The Problem: Cache Invalidation
By default, Open WebUI injects retrieved RAG context into the user message. As the conversation progresses, follow-up messages shift the position of this context in the chat history. For many LLM engines—including local engines (like Ollama, llama.cpp, and vLLM) and cloud providers / Model-as-a-Service providers (like OpenAI and Vertex AI)—this shifting position invalidates the KV (Key-Value) prefix cache or Prompt Cache, forcing the model to re-process the entire context for every single response. This leads to increased latency and potentially higher costs as the conversation grows.
The Solution: RAG_SYSTEM_CONTEXT
You can fix this behavior by enabling the RAG_SYSTEM_CONTEXT environment variable.
- How it works: When
RAG_SYSTEM_CONTEXT=True, Open WebUI injects the RAG context into the system message instead of the user message. - The Result: Since the system message stays at the absolute beginning of the prompt and its position never changes, the provider can effectively cache the processed context. Follow-up questions then benefit from instant responses and cost savings because the "heavy lifting" (processing the large RAG context) is only done once.
If you are using Ollama, llama.cpp, OpenAI, or Vertex AI and frequently "chat with your documents," set RAG_SYSTEM_CONTEXT=True in your environment to experience drastically faster follow-up responses!
YouTube RAG Pipeline
The dedicated RAG pipeline for summarizing YouTube videos via video URLs enables smooth interaction with video transcriptions directly.
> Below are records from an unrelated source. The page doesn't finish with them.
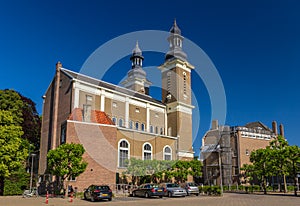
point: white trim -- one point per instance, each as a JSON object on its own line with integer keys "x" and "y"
{"x": 164, "y": 153}
{"x": 115, "y": 91}
{"x": 127, "y": 112}
{"x": 180, "y": 107}
{"x": 147, "y": 151}
{"x": 91, "y": 123}
{"x": 137, "y": 103}
{"x": 128, "y": 149}
{"x": 186, "y": 154}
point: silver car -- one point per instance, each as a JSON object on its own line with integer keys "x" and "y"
{"x": 173, "y": 190}
{"x": 191, "y": 188}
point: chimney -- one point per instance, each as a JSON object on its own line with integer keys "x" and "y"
{"x": 281, "y": 129}
{"x": 274, "y": 127}
{"x": 214, "y": 124}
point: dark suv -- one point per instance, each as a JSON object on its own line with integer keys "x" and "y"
{"x": 98, "y": 192}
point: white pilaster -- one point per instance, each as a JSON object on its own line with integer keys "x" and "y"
{"x": 148, "y": 117}
{"x": 126, "y": 112}
{"x": 102, "y": 101}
This innovative feature allows you to incorporate video content into your chats, further enriching your conversation experience.
Document Parsing
A variety of parsers extract content from local and remote documents. For more, see the get_loader function.
When using Temporary Chat, document processing is restricted to frontend-only operations to ensure your data stays private and is not stored on the server. Consequently, advanced backend parsing (used for formats like complex DOCX files) is disabled, which may result in raw data being seen instead of parsed text. For full document support, use a standard chat session.
Google Drive Integration
When paired with a Google Cloud project that has the Google Picker API and Google Drive API enabled, this feature allows users to directly access their Drive files from the chat interface and upload documents, slides, sheets and more and uploads them as context to your chat. Can be enabled Admin Panel > Settings > Documents menu. Must set GOOGLE_DRIVE_API_KEY and GOOGLE_DRIVE_CLIENT_ID environment variables to use.
Detailed Instructions
- Create an OAuth 2.0 client and configure both the Authorized JavaScript origins & Authorized redirect URI to be the URL (include the port if any) you use to access your Open-WebUI instance.
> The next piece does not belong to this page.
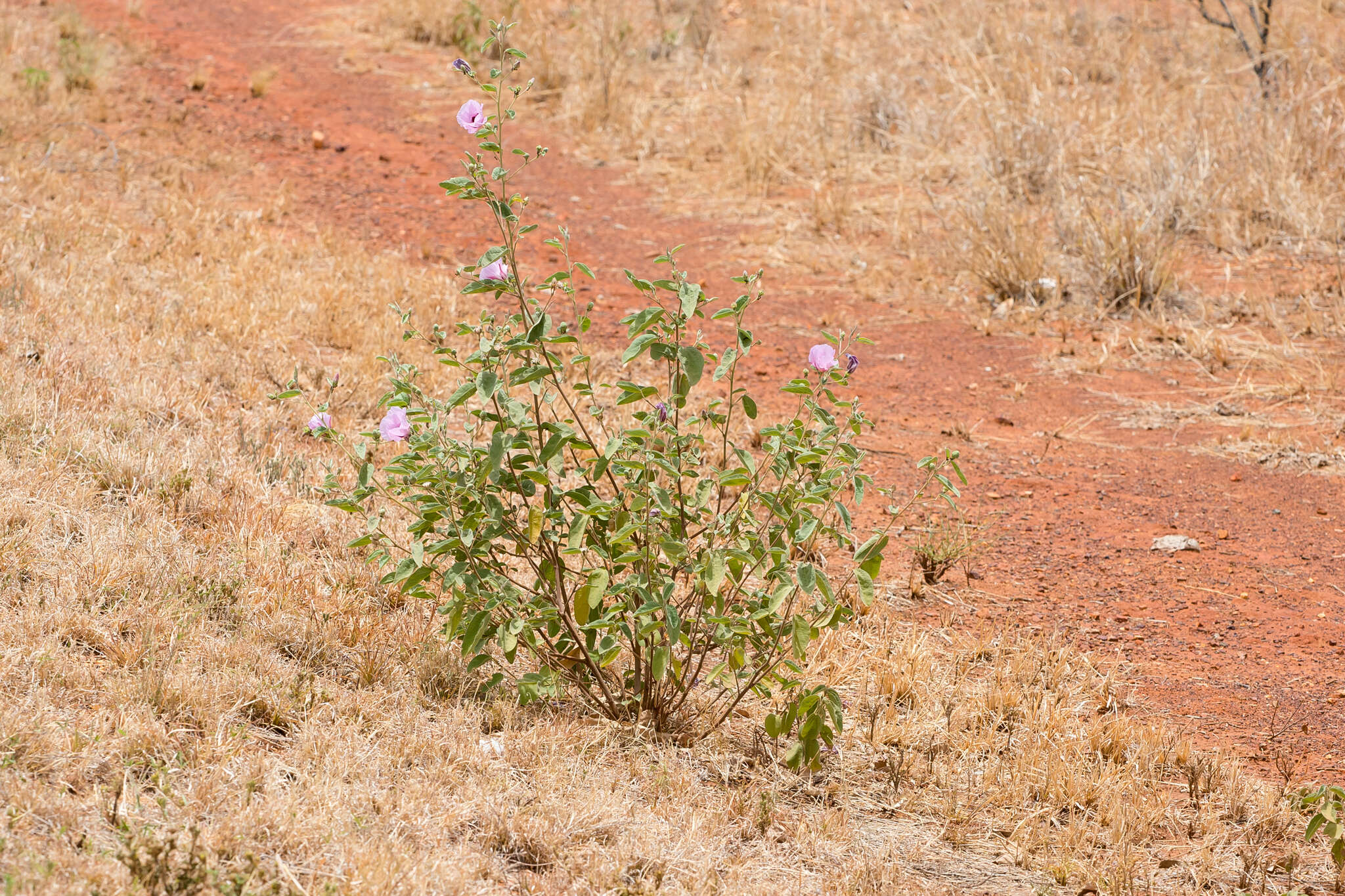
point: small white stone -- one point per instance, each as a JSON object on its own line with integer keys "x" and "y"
{"x": 1173, "y": 543}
- Make a note of the Client ID associated with that OAuth client.
- Make sure that you enable both Google Drive API and Google Picker API for your project.
- Also set your app (project) as Testing and add your Google Drive email to the User List
- Set the permission scope to include everything those APIs have to offer. And because the app would be in Testing mode, no verification is required by Google to allow the app from accessing the data of the limited test users.
- Go to the Google Picker API page, and click on the create credentials button.
- Create an API key and under Application restrictions and choose Websites. Then add your Open-WebUI instance's URL, same as the Authorized JavaScript origins and Authorized redirect URIs settings in the step 1.
- Set up API restrictions on the API Key to only have access to Google Drive API & Google Picker API
- Set up the environment variable,
GOOGLE_DRIVE_CLIENT_IDto the Client ID of the OAuth client from step 2. - Set up the environment variable
GOOGLE_DRIVE_API_KEYto the API Key value setup up in step 7 (NOT the OAuth client secret from step 2). - Set up the
GOOGLE_REDIRECT_URIto my Open-WebUI instance's URL (include the port, if any). - Then relaunch your Open-WebUI instance with those three environment variables.